Adds Dr. Michael Lesser, who owns a $6 million specialty veterinary practice in Los Angeles: “I know [large banks] don’t really care. I just want someone who will pretend to care.” He has grown frustrated with Citibank after banking with them for 9 or 10 years, in part because they held up the sale of his wife’s business by forcing him to come up with more than $400,000 in less than a week to replace collateral for a property loan he has with the bank. As soon as a third-party lawsuit involving his real estate is resolved, Lesser plans to roll over his loan to a smaller, more local bank.
Now for Some Good News
Amid the doom and gloom, there is some good news. For starters, banks are jumping on the small-business-loan bandwagon. One measure of that: Small Business Administration lending was up 30% in fiscal 2010, to $22 billion, and the signing of the Small Business Jobs Act in September catalyzed an additional $10.3 billion in loan guarantees (equating to $12 billion in loans) — the largest volume in that quarter on record, according to the SBA.
Banks say the SBA has streamlined the process of applying for the funds, turning around some loans in as little as a week. It has also expanded the definition of “small business” to allow more companies to qualify. The new definition is based on a company’s net income or net worth, rather than revenues. “A company we’re just about to close an SBA loan with does $230 million a year in revenue, and they can still be considered a small business,” says Access National’s Clarke, whose bank closed 55 SBA loans worth $35 million in 2010.
That momentum is likely to continue, thanks to the Small Business Lending Fund that was part of September’s Jobs Act extension. The fund allows qualified community banks with assets under $10 billion to borrow money from the U.S. Treasury at very attractive rates — but rates that rise if the bank does not increase its small-business lending by a sufficient amount. Some of the glow that surrounded the program may have faded, however. The size of the fund was originally announced at $30 billion, but in February, Treasury projected that the total amount disbursed would be $17.4 billion.
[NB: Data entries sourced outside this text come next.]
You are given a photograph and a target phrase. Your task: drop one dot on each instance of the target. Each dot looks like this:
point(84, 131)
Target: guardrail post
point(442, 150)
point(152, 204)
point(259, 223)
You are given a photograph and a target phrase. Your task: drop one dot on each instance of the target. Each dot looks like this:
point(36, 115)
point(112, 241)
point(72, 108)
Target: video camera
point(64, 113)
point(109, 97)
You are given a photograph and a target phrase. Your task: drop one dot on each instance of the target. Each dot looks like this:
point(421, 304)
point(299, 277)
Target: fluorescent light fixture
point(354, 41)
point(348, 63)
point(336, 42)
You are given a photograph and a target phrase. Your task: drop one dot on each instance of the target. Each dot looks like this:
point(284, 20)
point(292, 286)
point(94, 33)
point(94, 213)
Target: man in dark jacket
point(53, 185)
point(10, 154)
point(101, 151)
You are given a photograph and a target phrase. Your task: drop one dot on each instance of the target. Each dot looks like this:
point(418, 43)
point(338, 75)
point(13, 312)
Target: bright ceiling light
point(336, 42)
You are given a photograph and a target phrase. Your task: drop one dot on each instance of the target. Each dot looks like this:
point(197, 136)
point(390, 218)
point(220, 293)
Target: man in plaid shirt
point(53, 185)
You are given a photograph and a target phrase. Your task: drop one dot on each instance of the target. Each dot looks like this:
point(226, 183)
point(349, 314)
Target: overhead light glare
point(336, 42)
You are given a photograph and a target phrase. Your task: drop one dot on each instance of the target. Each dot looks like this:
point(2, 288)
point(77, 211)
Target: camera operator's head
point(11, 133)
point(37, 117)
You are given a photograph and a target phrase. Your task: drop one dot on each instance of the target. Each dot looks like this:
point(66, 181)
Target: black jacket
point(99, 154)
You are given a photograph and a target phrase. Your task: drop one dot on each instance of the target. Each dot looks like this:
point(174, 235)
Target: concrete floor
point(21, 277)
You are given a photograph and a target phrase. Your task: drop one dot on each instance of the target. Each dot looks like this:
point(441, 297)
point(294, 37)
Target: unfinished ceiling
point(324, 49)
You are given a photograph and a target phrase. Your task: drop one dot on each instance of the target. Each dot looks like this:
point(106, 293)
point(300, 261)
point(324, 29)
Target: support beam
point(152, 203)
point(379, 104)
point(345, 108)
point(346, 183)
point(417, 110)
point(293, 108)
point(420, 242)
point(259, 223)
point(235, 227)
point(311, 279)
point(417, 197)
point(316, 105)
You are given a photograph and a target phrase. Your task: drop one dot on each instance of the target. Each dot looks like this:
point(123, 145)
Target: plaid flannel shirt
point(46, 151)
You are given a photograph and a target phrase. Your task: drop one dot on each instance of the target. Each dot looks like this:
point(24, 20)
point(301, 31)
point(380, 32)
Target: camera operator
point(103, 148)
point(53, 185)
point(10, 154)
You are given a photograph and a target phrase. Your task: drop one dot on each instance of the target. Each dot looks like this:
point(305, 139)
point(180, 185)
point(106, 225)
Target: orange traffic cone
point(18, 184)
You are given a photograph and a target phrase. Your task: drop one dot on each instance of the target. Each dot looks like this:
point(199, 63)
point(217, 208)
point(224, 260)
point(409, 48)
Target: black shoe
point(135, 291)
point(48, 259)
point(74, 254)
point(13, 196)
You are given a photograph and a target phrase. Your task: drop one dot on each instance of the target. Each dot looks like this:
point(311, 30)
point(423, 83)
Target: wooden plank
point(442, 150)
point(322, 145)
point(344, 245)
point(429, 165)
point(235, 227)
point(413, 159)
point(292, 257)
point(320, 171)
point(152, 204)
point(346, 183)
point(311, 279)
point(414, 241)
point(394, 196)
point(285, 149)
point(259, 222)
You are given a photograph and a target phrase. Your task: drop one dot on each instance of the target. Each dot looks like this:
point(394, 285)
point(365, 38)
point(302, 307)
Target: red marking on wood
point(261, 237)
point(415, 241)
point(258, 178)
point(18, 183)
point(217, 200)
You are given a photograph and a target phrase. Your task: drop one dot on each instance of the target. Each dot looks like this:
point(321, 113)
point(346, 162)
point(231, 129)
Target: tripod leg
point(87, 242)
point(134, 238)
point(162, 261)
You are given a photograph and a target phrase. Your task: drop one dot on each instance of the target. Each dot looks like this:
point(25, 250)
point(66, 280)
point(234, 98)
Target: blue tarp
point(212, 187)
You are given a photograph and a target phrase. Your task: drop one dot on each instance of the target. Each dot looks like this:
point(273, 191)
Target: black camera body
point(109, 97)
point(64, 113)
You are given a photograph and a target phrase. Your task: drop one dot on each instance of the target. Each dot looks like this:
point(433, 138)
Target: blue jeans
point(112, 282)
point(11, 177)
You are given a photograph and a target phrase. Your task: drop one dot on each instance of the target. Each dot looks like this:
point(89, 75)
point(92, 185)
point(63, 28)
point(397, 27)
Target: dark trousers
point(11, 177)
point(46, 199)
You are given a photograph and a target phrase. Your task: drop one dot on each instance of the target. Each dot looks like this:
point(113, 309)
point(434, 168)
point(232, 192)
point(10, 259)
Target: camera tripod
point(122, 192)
While Access National was still deciding in February whether it wanted to apply for the program (applications were due the end of March), Clarke expected many to take advantage of it. As a result, he predicts, “we’ll see community banks heavily promoting loans to businesses in the near-term.”
So what can CFOs of smaller companies do in the current banking landscape? Take the money and run is one answer, meaning that companies could accelerate growth plans to take advantage of the current lending window. They can also look for banks that are structured to fend off unwanted takeovers, such as mutual banks that are “owned” by customers.
In the end, though, the best that finance chiefs may be able to hope for is that big banks get smarter about how they gobble up little ones. “Larger banks have more bureaucracy, but if they really empower leadership of local banks and let them keep that brand identity,” while offering more services and perhaps a stronger balance sheet from which to lend, says Manninen, the combinations “would possibly be a good thing.”
One large recent acquirer, TD Bank, has $175 billion in assets, but prides itself on being organized like a regional bank. The business is divided into eight geographic regions, according to Bill Fink, executive vice president and senior lender, commercial banking, and loan requests generally go through no more than two people before a final answer. “We know there is nothing more painful than a long, long yes,” says Fink.
TD Bank acquired a group of banks in South Carolina and Florida last year and is still in the process of integrating them. Fink says that the takeovers, some of which occurred through FDIC-assisted transactions, are a plus for the region.
“People immediately think of [a takeover as], ‘What does this mean to me in terms of fees?’” says Fink. “But you need to ask, ‘Why is this bank being acquired? Those banks were obviously troubled, and we brought access to new forms of credit [by acquiring them].’”
Alix Stuart is senior editor for private enterprise at CFO.